A key indicator that measures job offerings in major U.S. newspaper held steady for the second straight month in November, suggesting no big changes ahead for the labor market, The Conference Board reported Friday.

The Help-Wanted Advertising Index remained at 30 in November, unchanged from October, but was still much lower than the 38 reading recorded a year earlier.

“The labor market has little momentum going into the new year,” said Ken Goldstein, labor economist at The Conference Board. “The latest data shows that job advertising in print was unchanged in November. The rise in ad volume online also remains slow but relatively unchanged over the recent period. Job growth is considerably slower going into 2007 — now less than 125,000 new jobs a month. These forward indicators of labor activity suggest it might not get any stronger over the next few months.”

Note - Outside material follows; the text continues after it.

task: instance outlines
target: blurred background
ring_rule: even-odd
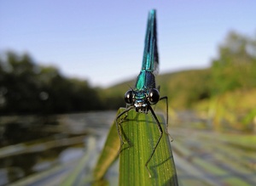
[[[0,185],[56,184],[91,138],[96,161],[139,73],[152,8],[180,184],[255,185],[255,7],[0,0]]]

In the last three months, help-wanted advertising declined in five of the nine U.S. regions, with the steepest declines occurring in the South Atlantic (-13.9 percent), New England (-7.6 percent) and Mountain (-4.6 percent) regions.

Total online job ads declined by 119,800, or 3 percent, to 3,711,300 in November, according to The Conference Board Help-Wanted OnLine Data Series, and there were 2.4 advertised vacancies online for every 100 persons in the labor force in November.

The Conference Board surveys help-wanted print advertising volume in 51 major newspapers across the country every month. Because ad volume has proven to be sensitive to labor market conditions, this measure provides a gauge of change in the local, regional and national supply of jobs.